E pur si muove
TEXTO: DARIO CALDAS/ Revista AbcDesign nº 48
IMAGEM: JULIO BOARO
A modernidade é feita de movimento constante, como já afirmava o sociólogo alemão Georg Simmel, na passagem entre os séculos XIX e XX. Não por acaso, a era moderna se inicia com a aventura dos Grandes Descobrimentos, algo equivalente a uma primeira onda de globalização na história. Um pouco mais tarde, Galileu deu o tom, tirando a Terra de uma imobilidade que só interessava aos poderosos. Nos albores da modernidade, aos homens de espírito fazia-se mister excursionar pelo “sul exótico”, isto é, a Itália renascentista e seus tesouros.
Admirar as cúpulas de Florença do alto de uma colina – para melhor apreender a cidade, como propunha Montesquieu, filósofo das Luzes e cosmopolita a seu tempo – equivaleria à sensação contemporânea despertada pela visão do skyline de Manhattan.
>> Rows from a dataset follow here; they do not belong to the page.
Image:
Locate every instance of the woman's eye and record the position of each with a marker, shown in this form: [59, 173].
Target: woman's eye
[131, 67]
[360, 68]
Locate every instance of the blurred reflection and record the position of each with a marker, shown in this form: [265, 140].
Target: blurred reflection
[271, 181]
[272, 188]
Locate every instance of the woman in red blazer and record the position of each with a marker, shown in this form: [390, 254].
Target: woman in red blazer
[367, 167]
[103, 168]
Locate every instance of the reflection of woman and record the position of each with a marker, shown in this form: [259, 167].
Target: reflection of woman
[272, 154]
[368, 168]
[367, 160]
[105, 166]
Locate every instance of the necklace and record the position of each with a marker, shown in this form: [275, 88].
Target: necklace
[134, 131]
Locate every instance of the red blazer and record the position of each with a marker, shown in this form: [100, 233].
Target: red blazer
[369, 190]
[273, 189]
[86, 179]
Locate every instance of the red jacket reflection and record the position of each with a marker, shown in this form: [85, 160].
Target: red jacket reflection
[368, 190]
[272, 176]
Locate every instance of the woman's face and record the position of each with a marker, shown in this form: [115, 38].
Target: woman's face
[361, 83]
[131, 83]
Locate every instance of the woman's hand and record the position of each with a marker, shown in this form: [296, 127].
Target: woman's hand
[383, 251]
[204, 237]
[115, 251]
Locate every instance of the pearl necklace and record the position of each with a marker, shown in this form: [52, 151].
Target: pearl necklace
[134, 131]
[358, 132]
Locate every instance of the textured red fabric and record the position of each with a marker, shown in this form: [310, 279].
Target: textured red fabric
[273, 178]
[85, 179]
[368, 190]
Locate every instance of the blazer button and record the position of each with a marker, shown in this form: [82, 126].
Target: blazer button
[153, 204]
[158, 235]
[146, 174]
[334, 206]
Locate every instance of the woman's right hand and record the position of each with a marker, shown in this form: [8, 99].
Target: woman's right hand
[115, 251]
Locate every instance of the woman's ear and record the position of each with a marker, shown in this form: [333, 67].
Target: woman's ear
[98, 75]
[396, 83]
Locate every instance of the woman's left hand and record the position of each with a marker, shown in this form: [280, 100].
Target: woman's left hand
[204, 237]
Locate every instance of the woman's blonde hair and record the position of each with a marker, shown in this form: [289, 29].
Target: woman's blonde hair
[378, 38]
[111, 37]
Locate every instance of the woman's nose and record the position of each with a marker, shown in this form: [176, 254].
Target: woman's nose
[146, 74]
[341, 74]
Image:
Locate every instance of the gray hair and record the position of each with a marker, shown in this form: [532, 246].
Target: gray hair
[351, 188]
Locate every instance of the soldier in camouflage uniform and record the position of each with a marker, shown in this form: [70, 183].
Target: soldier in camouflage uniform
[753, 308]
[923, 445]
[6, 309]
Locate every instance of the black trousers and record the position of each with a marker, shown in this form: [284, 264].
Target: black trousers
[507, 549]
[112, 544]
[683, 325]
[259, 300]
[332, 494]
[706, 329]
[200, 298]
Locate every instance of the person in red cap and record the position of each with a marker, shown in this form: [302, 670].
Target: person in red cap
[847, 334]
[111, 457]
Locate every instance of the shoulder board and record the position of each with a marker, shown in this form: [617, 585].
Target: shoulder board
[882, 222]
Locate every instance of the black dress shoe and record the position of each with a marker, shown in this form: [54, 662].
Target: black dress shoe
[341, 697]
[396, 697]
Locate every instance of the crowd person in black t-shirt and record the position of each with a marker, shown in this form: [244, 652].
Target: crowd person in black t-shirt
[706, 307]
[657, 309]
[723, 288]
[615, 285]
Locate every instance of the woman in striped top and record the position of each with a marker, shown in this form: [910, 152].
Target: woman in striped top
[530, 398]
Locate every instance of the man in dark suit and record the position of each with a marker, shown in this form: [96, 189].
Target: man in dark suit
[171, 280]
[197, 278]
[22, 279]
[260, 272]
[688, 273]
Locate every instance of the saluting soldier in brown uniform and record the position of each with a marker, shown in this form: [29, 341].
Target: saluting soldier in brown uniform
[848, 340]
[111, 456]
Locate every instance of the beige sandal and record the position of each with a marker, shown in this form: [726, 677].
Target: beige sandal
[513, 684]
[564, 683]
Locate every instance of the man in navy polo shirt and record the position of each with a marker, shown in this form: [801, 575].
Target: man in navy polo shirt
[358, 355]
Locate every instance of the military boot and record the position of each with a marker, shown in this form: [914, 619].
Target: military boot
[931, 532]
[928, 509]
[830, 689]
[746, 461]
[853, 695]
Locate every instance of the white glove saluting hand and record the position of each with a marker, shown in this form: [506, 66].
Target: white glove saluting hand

De lá para cá, a diminuição progressiva das distâncias pelos avanços técnicos dos meios de transportes tornou-se um traço característico da civilização ocidental, favorecendo os deslocamentos e as viagens a lugares cada vez mais distantes. No século XX, a aldeia global só fez encolher ainda mais com o barateamento e a consequente democratização das viagens, um processo que tem ocorrido com especial intensidade no Brasil das duas últimas décadas. A presença massiva das tecnologias de informação e comunicação foi outro fator decisivo para zerar as distâncias, permitindo que se “viaje” para qualquer ponto do planeta sem sair do lugar.
Como o funcionamento do social não é mecânico, não é só porque viajar ficou mais fácil e mais barato que as pessoas se puseram a fazê-lo. Viajar tornou-se parte de um estilo de vida que também cultua o novo, a mudança, a aventura, a experiência e o conhecimento de outros lugares e culturas como estratégias para alcançar uma sintonia mais fina com o próprio espírito do tempo. O cosmopolitismo tornou-se um valor altamente desejado e disseminado. Admite-se com facilidade que, para além de uma atividade simplesmente turística ou distrativa, a vivência de outras plagas enriquece a sensibilidade.
É claro que há, também, outras contingências, como as do trabalho, cada vez mais globalizado. Foi-se o tempo em que as viagens a outras cidades e países eram privilégio dos executivos nos postos mais altos da carreira. E se o fascínio do “pé na estrada” entre os jovens não é novo, tendo sido erigido em culto pela geração beatnik dos anos 1950 e 1960, hoje em dia, destituído do caráter transgressivo, tornou-se uma espécie de necessidade para completar a educação formal e o preparo exigido pelo mercado.
Equipados com as tecnologias wi-fi, os aparelhos digitais móveis vieram confirmar e coroar o anseio generalizado por mobilidade. Desse modo, celulares, notebooks e tablets são a expressão tecnológica de uma macrotendência que se manifesta também na generalização dos esportes que “deslizam” sobre pranchas (ou, até mesmo, usando o próprio corpo como suporte, como o parkour, a “arte do deslocamento”), nos mobiliários sobre rodas, nos edifícios de fachadas móveis, nas “baladas” noturnas de bar em bar, etc.
Um reflexo importante no consumo desse estado de espírito é a disposição do consumidor de mover-se o tempo todo pelo próprio mercado, no sentido de que a decisão de compra, hoje, também é mais aberta às experimentações, às novidades, às tendências, e menos comprometida com as escolhas feitas anteriormente. Em outras palavras, a figura do consumidor móvel, um verdadeiro nômade, também é a do consumidor infiel por definição.
Afinal, mover-se e trocar de posição, em vez de permanecer e ficar, tornou-se o novo normal. No entanto, nem tudo é positivo por princípio, nesse moto-contínuo social. Um ponto de vista mais crítico enfatiza que tudo aparentemente muda e se movimenta para que, no fundo, as coisas fiquem exatamente como e onde estão, simbolicamente falando.
Ou seja, o paroxismo de movimento em que todos mergulhamos está causando uma espécie de “mobilidade imóvel”. As imagens corriqueiras de congestionamentos cada vez maiores não deixam de ser uma boa metáfora para o argumento. E se é natural que nossas Florenças, hoje em dia, sejam outras, é preciso admitir que o que faz mover a maioria é menos o “espírito” do que as lojas de departamentos.